Abstract: Despite the lack of crucial features, Wiki Markup is still the primary data format in Wikipedia. The Wiki Object Model (WOM) features a modern alternative based on a tree structure. The use of a graph-based Storage for integrating WOM as the primary data format in Wikipedia seems likely. Managing the immense revision history of Wikipedia articles is one of many problems when facing this approach. In most cases, the difference between a revision and its successor is small. Hence, there are many redundancies inside the database. To solve this problem we have to reduce the amount of redundancies. For this purpose an algorithm was designed connecting nearby revision graphs and reusing parts of the predecessor graph.
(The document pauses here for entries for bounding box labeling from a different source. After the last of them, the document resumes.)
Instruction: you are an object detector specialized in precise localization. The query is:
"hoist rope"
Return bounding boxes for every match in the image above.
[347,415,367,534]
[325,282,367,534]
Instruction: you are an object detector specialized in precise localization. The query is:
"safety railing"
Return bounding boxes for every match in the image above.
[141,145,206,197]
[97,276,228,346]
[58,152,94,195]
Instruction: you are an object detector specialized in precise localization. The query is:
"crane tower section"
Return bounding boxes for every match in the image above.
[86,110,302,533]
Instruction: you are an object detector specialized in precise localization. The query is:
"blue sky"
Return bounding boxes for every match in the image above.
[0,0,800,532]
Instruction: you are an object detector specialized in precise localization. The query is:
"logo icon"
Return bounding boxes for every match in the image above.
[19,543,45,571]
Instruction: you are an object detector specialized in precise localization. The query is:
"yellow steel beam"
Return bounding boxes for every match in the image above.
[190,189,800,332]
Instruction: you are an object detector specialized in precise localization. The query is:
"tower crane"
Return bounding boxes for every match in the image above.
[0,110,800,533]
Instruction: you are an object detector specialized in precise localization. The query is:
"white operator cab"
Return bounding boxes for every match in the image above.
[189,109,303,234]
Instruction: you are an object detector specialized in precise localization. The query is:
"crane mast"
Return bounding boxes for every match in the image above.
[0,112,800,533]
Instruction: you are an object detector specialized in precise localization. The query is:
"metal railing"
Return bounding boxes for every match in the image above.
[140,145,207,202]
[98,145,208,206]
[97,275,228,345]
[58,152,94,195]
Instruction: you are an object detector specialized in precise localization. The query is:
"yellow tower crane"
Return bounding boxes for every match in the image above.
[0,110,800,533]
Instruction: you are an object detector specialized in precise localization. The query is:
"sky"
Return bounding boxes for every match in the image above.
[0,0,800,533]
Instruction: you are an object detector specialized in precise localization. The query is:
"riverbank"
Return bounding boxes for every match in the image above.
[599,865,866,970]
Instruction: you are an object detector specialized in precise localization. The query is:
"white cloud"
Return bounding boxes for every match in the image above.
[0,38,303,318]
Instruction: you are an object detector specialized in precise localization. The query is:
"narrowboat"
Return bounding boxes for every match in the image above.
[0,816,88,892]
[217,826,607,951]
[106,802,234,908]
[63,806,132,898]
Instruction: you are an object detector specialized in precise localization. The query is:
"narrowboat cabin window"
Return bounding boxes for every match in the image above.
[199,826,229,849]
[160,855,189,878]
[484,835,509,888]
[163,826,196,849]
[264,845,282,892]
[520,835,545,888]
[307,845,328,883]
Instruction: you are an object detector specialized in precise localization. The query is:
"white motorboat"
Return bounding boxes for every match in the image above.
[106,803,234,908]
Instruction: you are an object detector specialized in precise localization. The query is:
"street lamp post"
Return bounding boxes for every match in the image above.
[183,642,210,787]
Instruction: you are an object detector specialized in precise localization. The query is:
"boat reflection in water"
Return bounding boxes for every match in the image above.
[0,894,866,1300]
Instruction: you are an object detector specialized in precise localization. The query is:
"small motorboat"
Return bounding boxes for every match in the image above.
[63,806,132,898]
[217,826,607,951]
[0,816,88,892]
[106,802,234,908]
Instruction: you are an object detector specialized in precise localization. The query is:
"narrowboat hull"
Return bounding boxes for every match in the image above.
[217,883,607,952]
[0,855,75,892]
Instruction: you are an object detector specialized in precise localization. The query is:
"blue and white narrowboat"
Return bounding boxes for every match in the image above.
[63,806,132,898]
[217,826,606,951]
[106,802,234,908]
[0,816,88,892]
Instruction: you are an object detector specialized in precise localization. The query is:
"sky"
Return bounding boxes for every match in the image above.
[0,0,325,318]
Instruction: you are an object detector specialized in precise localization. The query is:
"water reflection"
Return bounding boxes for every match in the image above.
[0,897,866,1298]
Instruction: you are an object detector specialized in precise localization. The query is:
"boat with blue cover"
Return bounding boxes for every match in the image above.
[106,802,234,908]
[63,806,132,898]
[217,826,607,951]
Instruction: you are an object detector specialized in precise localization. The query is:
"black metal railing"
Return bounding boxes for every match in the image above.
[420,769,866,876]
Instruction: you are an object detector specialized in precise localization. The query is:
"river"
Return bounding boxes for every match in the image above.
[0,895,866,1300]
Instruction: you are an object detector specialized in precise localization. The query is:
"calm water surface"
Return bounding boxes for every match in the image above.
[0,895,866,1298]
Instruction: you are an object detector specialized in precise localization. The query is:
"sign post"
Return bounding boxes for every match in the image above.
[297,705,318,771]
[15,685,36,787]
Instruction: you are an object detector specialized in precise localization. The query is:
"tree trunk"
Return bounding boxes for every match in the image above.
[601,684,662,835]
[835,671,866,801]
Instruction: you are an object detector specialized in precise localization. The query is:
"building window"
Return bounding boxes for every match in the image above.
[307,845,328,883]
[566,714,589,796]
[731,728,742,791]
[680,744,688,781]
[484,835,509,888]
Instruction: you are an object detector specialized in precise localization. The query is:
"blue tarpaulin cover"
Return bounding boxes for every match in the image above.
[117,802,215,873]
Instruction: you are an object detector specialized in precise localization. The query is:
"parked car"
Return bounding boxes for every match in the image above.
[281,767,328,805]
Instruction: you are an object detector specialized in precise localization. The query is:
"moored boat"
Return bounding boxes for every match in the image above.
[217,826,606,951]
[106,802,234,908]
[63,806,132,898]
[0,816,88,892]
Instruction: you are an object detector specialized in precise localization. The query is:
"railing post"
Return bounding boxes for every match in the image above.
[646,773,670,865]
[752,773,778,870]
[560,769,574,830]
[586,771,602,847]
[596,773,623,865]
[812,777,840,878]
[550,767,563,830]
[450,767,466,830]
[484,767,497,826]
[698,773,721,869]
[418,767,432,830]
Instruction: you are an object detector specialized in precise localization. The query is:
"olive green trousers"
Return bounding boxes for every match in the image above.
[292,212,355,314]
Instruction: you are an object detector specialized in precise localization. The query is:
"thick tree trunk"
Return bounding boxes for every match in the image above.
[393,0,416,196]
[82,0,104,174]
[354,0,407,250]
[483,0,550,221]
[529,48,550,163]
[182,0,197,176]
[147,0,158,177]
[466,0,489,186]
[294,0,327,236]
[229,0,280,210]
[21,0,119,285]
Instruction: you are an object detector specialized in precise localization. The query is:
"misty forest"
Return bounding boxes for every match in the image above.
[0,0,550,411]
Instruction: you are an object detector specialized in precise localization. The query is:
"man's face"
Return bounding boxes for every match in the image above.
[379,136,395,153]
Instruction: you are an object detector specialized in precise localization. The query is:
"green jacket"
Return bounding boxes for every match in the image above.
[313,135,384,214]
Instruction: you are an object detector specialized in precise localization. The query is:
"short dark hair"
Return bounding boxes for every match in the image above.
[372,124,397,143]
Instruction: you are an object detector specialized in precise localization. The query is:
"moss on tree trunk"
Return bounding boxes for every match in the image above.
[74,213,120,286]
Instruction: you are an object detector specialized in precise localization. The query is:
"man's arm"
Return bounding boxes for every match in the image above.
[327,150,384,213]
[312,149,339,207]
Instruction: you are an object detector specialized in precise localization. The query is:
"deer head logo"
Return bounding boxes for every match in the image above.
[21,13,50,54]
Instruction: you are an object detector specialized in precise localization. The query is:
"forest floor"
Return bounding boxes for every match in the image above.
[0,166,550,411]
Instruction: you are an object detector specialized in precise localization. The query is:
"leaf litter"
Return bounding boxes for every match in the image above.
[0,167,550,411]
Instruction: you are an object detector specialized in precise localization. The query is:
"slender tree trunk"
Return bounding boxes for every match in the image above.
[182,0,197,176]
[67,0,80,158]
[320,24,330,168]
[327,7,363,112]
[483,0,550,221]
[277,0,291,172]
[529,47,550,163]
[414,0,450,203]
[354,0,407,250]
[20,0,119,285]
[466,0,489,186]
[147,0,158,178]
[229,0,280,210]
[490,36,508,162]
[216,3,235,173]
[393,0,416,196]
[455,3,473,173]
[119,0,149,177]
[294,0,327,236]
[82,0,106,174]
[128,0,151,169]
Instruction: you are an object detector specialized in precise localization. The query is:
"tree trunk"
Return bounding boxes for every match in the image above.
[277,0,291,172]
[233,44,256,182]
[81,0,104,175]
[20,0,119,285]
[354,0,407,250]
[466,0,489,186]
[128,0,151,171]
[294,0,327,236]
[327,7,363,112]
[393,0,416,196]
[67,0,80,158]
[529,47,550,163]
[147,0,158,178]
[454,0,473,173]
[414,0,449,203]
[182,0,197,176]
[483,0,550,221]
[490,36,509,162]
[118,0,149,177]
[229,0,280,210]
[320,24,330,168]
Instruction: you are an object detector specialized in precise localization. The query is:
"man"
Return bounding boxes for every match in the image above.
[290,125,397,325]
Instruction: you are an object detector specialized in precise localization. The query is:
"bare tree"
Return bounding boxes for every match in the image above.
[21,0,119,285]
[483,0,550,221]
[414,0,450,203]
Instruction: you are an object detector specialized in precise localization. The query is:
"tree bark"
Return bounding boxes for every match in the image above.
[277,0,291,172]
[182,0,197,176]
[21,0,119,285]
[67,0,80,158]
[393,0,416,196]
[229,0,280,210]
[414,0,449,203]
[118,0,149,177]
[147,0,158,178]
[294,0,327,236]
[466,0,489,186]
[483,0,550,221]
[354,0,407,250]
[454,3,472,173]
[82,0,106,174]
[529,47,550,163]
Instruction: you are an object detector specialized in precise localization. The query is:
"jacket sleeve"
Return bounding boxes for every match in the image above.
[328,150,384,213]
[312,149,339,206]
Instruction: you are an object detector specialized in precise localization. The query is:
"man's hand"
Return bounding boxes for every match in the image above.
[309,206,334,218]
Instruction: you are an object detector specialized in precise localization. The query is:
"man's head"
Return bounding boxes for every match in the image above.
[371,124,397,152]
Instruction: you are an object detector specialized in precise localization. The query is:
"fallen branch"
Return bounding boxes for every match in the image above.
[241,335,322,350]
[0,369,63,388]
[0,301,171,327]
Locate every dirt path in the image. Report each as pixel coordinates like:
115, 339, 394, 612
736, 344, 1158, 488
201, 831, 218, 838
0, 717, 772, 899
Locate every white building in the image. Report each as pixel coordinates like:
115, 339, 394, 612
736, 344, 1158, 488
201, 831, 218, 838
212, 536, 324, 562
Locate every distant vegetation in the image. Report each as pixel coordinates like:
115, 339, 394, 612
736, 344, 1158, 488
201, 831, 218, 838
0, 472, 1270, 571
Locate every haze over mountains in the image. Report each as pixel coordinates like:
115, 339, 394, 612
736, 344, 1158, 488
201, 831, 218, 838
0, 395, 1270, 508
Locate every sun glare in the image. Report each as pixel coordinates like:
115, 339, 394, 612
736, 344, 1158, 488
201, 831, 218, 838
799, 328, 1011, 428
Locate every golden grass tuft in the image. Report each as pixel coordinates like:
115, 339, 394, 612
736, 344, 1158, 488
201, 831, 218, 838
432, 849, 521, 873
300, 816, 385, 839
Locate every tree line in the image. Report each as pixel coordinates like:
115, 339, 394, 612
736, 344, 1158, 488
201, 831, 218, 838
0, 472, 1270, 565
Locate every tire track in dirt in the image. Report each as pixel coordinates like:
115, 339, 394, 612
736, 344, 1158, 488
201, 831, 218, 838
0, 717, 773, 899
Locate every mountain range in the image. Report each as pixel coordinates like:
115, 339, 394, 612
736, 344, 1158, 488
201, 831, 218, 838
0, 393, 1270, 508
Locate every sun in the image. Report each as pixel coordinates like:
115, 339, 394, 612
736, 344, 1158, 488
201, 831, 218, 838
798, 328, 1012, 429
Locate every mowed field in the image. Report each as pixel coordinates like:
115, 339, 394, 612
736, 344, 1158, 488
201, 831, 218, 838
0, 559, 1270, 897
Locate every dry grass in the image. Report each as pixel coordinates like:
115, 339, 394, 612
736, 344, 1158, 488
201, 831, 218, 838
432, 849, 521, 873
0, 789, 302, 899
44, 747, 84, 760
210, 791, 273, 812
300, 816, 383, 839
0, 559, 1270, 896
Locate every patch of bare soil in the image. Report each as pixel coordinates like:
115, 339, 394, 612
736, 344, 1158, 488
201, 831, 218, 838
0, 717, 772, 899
Moreover, strategies for traversing WOM resources are introduced and user-defined edges between two arbitrary nodes are established. Multiple tests with real Wikipedia articles are performed for evaluating performance and storage savings. Thereby different configurations are tested. Redundancies between nearby revisions are stripped down to a minimum when using the graph-based storage for Wikipedia articles. In addition, all the advantages provided by WOM are given.

Keywords: Sweble, WOM, Wikipedia, graph database

PDFs: Master Thesis, Work Description

Reference: Daniel Knogl. Design and Implementation of Graph-based Storage for Wikipedia Articles. Master Thesis, Friedrich-Alexander-Universität Erlangen-Nürnberg: 2016.